Note: Daniel W. Krasner of Wolf Haldenstein Adler Freeman & Herz, the attorney quoted in the article as a spokesperson for the various firms representing a purported class of Bear Stearns shareholders, had agreed to report on the case and respond to questions at the Forum's previously announced May 14, 2008 open meeting

 

Reuters, May 7, 2008 article

 

 

Bear Stearns investors drop bid to block buyout

Wed May 7, 2008 2:08pm EDT

By Martha Graybow

NEW YORK (Reuters) - Bear Stearns Cos Inc (BSC.N: Quote, Profile, Research) shareholders suing over the planned JPMorgan Chase & Co. (JPM.N: Quote, Profile, Research) takeover are dropping efforts to block the deal but will seek damages of at least $2.8 billion, an attorney for the plaintiffs said on Wednesday.

Investors have withdrawn a motion in New York State Supreme Court for a preliminary injunction aimed at halting the deal, said Daniel Krasner, a senior partner at law firm Wolf Haldenstein Adler Freeman & Herz LLP. A hearing on that request had been scheduled for Thursday.

But Krasner said the shareholder case would continue, with investors seeking damage claims. JPMorgan is offering $10 a share for Bear stock, which Krasner said is much too low. The shares should be valued at a minimum of $30 each, he said.

"We think it's in the best interests of the Bear stockholders to let the transaction proceed and sue for damages," Krasner told Reuters. "We think that monetary recovery is all that is really available to the Bear stockholders at the end of the day."
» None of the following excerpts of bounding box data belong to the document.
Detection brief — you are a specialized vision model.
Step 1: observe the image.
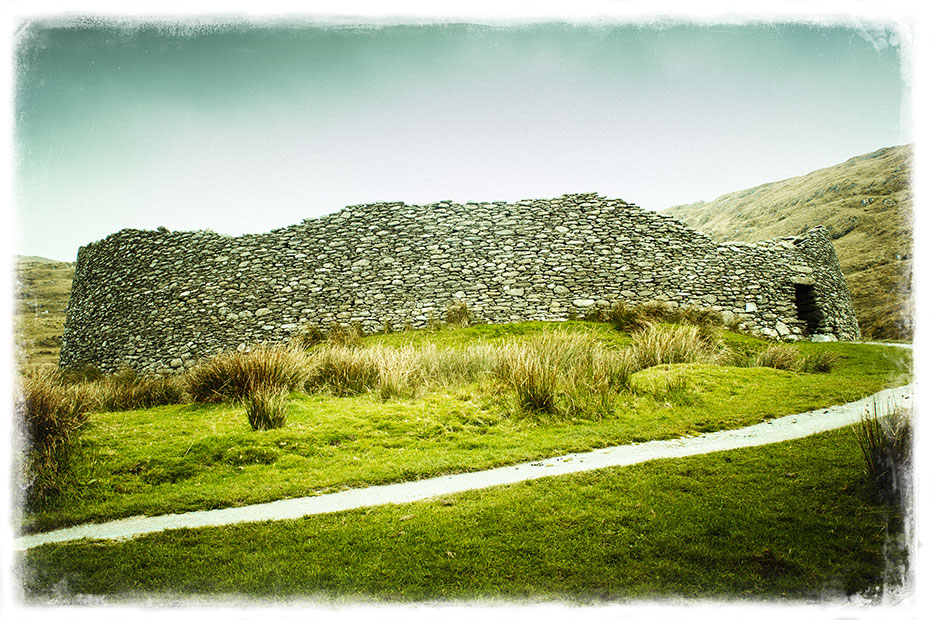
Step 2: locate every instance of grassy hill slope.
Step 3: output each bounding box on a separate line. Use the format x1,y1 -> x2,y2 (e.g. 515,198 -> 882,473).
663,145 -> 913,339
13,256 -> 74,367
There is now little in the way of legal challenges standing in the way of JPMorgan completing the planned buyout of the troubled investment bank, which was first announced in March. Bear Stearns shareholders are set to vote on the deal on May 29.

Krasner, one of several lawyers representing the plaintiffs, said that the attorneys decided to change their strategy after considering all of the facts in the case.
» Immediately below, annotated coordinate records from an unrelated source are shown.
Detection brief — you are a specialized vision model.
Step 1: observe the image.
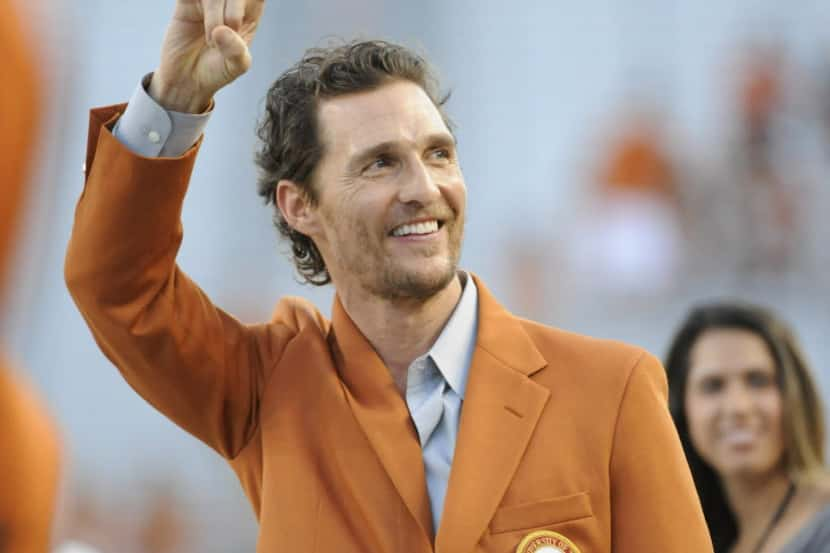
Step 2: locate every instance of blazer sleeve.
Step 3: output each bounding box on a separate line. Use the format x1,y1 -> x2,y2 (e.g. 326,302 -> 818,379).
611,352 -> 712,553
64,105 -> 296,458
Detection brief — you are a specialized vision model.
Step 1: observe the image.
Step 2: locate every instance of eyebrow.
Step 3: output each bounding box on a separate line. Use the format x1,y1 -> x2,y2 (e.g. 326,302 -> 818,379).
349,132 -> 456,169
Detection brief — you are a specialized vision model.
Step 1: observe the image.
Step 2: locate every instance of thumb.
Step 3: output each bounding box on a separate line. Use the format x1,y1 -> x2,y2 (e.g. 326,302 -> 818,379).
211,25 -> 251,78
It now "is inevitable that JPMorgan is going to acquire Bear -- the only question is what is a fair price," he said. "The lawsuit will continue as a damage claim. We believe that we are entitled to a jury trial on that."
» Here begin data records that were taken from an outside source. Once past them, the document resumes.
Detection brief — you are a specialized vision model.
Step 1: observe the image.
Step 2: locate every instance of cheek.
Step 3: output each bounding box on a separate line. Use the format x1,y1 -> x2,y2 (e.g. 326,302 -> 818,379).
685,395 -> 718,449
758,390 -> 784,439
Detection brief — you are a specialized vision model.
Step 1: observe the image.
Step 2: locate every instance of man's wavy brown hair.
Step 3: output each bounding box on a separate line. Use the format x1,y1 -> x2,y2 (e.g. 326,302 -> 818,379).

A Bear Stearns spokesman was not immediately available for comment.

The preliminary injunction request had sought to prevent JPMorgan from voting its newly acquired stake of 39.5 percent of Bear Stearns shares. A pretrial conference will be held on Thursday instead, according to a copy of a letter sent by Krasner to New York State Supreme Court Justice Herman Cahn, who is overseeing the case.

The lawsuit was brought by investors including the Louisiana Municipal Police Employees' Retirement System and other pension funds. They accuse Bear's board of directors of violating its fiduciary duties to shareholders in agreeing to the JPMorgan deal, saying the terms are unfair and precluded any other bidders from emerging.

JPMorgan initially agreed to buy Bear Stearns for $2 a share as the investment bank verged on collapse amid concern that the company did not have enough capital to keep going. The offer was later raised to $10 a share.

A separate shareholder lawsuit in Delaware Chancery Court was put on hold in April, with the judge in that case citing the parallel litigation in New York. Plaintiffs' lawyers in both cases are now working together on the New York lawsuit.

Bear shares were down 46 cents, or 4.2 percent, at $10.38 in afternoon trading on the New York Stock Exchange. JPMorgan stock was down 91 cents, or 1.9 percent, at $47.29, also on the NYSE.